Crazy as that sounds, there’s an explanation in the northernmost corner of the planet, where temperatures are rising twice as fast as anywhere else. That affects the jet streams churning through the upper atmosphere, and results in more weird winter cold snaps.
The ones that descended in early January on the US south brought snow and to deep-freeze amateurs in cities including Birmingham, Alabama, and Oxford, Mississippi. Another one expected as early as next weekend may push readings more than 15 degrees Fahrenheit (8 Celsius) below average across the north-central part of the country.

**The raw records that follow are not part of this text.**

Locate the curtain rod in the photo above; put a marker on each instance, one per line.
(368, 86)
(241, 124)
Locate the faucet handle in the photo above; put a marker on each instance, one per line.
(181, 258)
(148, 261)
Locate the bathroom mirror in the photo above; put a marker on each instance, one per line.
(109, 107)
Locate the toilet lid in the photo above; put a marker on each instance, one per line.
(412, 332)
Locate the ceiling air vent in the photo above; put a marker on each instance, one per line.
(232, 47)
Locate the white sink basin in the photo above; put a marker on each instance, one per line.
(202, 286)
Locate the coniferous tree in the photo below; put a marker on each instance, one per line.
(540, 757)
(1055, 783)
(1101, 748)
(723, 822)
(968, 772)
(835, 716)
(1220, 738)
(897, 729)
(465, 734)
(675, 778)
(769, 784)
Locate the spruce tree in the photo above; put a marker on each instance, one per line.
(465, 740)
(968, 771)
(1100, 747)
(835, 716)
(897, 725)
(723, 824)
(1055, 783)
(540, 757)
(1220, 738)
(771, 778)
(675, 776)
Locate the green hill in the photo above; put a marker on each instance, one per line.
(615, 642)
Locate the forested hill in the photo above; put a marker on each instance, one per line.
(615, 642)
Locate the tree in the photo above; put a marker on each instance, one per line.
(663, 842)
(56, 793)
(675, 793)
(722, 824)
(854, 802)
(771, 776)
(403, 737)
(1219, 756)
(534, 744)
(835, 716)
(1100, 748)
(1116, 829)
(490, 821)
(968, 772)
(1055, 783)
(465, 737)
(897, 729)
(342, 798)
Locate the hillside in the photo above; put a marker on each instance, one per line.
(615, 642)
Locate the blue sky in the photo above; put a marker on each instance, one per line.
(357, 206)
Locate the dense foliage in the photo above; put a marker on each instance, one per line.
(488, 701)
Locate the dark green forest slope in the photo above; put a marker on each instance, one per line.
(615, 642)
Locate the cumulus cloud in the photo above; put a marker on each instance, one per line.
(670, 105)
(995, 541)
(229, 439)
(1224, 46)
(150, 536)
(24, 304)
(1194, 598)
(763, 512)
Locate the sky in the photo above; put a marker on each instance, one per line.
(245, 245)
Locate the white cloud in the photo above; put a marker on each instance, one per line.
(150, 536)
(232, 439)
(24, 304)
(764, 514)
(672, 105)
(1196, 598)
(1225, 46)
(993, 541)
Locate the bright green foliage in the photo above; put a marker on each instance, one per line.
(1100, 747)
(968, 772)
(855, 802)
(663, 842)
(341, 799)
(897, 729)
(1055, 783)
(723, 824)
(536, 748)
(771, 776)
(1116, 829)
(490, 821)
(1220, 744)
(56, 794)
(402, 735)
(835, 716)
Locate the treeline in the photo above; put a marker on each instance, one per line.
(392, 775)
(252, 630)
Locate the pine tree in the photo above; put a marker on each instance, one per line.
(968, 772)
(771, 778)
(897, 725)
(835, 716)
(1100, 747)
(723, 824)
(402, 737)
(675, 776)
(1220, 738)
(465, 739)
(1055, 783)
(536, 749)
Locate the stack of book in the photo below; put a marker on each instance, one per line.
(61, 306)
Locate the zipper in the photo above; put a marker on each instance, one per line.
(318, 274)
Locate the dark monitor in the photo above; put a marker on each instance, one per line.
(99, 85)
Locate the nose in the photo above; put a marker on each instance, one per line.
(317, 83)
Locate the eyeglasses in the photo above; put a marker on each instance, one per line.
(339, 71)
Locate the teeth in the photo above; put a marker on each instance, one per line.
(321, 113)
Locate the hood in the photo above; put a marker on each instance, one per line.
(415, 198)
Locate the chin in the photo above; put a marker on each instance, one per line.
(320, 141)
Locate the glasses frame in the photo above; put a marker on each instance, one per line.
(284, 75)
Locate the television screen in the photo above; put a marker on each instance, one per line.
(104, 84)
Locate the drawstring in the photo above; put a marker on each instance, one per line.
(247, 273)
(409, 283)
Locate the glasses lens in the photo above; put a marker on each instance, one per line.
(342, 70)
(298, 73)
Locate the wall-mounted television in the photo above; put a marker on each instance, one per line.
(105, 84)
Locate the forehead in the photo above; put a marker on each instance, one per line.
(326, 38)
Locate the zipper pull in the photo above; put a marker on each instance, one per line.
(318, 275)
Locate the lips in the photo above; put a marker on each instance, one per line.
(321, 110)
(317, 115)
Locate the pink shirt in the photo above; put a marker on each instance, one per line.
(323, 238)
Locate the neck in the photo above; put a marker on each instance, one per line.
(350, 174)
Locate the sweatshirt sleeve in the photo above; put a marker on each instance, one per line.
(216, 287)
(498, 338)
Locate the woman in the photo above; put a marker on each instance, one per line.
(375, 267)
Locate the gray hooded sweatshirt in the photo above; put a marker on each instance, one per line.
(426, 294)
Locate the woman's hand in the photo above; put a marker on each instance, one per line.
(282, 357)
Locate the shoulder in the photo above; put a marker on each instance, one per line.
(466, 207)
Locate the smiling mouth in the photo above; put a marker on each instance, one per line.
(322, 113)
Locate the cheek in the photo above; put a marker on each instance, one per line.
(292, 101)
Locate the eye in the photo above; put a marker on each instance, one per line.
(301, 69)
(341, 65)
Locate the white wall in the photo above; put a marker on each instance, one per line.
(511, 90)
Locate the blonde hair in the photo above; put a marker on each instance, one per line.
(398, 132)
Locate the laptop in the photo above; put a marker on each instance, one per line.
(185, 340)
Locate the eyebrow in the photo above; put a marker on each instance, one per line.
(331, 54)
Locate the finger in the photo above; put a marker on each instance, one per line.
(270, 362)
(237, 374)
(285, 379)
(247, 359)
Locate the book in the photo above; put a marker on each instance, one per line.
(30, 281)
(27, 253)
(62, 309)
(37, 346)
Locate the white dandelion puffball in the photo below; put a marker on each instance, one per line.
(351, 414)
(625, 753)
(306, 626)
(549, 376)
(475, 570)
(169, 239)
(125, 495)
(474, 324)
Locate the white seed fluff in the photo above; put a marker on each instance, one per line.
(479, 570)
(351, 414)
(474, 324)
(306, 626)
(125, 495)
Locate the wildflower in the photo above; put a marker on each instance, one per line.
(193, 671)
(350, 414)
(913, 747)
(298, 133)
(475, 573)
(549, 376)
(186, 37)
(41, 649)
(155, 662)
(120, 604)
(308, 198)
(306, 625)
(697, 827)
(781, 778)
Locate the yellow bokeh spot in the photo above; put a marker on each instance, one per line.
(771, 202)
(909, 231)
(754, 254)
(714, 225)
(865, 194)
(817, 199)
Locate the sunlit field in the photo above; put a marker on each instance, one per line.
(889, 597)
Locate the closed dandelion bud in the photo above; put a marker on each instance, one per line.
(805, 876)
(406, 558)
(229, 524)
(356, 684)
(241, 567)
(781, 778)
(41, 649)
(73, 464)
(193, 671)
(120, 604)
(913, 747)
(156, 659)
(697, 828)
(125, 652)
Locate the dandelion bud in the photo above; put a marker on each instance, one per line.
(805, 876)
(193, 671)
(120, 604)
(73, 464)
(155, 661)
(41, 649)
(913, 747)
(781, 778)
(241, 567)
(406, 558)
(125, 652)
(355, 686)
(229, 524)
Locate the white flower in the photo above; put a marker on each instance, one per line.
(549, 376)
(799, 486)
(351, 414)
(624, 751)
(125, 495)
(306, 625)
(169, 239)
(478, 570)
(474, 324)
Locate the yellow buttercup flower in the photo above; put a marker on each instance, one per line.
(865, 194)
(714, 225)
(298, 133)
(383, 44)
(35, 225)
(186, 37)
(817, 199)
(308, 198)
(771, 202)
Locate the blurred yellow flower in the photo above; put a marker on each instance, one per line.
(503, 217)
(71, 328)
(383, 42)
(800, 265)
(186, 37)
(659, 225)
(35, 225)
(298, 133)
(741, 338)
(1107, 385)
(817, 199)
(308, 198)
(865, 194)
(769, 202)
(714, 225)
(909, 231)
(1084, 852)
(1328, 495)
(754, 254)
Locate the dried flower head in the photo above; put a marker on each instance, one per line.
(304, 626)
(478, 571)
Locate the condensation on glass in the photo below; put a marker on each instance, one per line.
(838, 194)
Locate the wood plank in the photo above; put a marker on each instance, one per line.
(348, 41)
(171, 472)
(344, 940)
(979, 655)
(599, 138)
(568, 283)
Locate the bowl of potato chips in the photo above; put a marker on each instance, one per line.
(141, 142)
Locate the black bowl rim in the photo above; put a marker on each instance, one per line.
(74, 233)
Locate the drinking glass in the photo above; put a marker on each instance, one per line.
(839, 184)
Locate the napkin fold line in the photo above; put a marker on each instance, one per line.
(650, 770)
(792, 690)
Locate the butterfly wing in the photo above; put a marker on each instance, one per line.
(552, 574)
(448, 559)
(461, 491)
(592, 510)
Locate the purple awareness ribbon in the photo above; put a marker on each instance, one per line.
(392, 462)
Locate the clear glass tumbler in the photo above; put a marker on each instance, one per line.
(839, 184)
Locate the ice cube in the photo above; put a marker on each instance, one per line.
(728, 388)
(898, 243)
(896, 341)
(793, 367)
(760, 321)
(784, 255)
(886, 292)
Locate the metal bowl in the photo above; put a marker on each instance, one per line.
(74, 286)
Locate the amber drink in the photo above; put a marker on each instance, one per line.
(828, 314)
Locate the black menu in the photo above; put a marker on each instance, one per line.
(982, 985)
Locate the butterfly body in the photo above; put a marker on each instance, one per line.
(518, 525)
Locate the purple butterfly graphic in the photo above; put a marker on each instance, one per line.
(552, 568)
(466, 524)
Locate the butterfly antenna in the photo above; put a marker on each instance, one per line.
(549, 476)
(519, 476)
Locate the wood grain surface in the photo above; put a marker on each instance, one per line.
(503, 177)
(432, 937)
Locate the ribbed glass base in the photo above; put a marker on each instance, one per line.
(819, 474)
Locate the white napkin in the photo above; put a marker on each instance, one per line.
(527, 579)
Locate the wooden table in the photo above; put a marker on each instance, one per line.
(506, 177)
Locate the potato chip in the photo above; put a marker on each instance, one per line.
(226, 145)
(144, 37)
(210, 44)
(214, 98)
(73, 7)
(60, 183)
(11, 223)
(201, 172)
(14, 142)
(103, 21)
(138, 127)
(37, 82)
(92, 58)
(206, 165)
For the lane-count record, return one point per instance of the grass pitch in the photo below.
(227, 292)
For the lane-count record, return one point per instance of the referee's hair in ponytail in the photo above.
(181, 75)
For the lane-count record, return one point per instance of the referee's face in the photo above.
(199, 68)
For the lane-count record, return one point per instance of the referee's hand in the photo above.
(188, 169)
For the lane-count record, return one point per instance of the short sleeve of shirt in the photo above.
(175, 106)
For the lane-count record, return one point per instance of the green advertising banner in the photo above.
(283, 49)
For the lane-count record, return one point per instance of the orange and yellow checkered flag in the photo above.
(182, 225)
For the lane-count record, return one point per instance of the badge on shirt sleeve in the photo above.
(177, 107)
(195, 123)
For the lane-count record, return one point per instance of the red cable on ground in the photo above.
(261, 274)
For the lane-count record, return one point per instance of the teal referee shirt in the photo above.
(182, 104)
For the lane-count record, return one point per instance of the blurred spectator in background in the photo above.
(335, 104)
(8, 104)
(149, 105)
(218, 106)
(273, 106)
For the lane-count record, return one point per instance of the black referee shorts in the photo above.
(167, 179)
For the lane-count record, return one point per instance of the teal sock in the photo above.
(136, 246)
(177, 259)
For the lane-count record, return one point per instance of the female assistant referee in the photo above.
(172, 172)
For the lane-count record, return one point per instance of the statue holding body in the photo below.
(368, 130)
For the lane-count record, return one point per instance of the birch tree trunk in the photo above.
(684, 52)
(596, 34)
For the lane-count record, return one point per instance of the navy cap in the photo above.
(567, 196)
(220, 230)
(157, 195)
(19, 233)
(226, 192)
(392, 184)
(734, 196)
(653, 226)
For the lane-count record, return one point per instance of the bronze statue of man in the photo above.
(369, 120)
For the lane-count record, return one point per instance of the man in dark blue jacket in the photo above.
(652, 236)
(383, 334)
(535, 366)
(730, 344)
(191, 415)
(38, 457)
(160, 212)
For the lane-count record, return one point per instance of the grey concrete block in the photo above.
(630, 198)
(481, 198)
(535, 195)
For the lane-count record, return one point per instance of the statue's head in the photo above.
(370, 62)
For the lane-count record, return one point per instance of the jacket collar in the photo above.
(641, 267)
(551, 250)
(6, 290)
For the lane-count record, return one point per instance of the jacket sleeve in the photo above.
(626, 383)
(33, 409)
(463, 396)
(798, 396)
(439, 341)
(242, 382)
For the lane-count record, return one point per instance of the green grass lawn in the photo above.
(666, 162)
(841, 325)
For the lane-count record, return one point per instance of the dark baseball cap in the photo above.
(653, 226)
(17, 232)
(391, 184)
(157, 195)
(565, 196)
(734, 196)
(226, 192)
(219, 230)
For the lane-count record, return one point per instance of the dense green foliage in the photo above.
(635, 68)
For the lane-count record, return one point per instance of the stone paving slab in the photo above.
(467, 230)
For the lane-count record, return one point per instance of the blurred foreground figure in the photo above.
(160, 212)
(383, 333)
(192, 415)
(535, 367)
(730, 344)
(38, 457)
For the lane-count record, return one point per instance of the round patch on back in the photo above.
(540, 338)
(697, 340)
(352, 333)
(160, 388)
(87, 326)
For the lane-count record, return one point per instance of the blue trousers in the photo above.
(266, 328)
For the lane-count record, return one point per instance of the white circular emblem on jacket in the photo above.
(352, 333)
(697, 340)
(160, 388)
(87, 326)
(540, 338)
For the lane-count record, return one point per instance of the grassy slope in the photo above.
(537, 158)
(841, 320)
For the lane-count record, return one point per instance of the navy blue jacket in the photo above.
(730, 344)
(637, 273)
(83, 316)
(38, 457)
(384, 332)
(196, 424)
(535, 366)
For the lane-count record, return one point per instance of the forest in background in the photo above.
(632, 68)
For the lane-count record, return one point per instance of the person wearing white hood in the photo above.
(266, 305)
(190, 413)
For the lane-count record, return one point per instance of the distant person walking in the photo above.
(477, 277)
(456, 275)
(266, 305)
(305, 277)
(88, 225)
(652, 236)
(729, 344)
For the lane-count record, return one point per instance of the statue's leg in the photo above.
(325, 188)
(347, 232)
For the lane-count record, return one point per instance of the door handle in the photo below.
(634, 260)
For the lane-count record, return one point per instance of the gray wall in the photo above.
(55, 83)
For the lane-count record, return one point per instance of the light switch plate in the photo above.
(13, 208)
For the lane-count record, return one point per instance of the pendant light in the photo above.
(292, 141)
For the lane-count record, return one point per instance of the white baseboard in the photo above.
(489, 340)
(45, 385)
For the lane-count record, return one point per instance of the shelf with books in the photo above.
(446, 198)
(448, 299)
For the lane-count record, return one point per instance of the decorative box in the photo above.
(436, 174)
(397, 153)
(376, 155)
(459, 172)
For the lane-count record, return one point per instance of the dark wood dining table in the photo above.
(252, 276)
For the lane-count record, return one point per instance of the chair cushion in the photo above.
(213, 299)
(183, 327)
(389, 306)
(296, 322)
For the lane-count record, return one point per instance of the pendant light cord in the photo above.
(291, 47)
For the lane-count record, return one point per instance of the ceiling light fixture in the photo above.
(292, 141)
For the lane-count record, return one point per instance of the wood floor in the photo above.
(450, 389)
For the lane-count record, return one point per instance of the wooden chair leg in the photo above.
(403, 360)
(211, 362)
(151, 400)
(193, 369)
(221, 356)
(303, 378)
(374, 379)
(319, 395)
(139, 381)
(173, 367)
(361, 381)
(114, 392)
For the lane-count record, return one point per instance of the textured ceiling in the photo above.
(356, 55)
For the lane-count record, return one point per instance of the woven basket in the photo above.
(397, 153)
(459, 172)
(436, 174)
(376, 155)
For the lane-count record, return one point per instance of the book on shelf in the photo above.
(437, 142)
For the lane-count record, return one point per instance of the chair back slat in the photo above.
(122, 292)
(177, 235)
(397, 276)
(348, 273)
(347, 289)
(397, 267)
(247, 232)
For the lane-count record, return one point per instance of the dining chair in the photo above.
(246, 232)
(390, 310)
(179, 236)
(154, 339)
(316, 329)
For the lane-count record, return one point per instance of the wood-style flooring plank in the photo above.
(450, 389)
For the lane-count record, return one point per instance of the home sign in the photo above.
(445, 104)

More frequent and persistent bouts of severe or unseasonal weather are in most everyone’s future if the Arctic’s rapid warming continues, according to new research. Simply put, there will be fewer years when “climate is just average,” said Valerie Trouet, an associate professor at the University of Arizona’s School of Natural Resources and the Environment. “More extreme positions of the jet mean more extreme weather.”
The reason: Climate change is reducing the gap between North Pole temperatures and those to the south, weakening winds in the upper atmosphere and creating conditions that propel their currents in unusual new ways.
The North Atlantic jet stream has been moving exceptionally far north or south more frequently since the 1960s than at any time in the last 300 years, according to a study co-authored by Trouet and published in the journal Nature Communications. This is the first research to use climatological data gleaned from tree-growth rings to reconstruct centuries of wind patterns.
The average air temperature over Arctic land last year was the second highest, after 2016, since 1900. Readings were 2.9 degrees Fahrenheit above the average for 1981 to 2010, according to a report sponsored by the National Oceanic and Atmospheric Administration.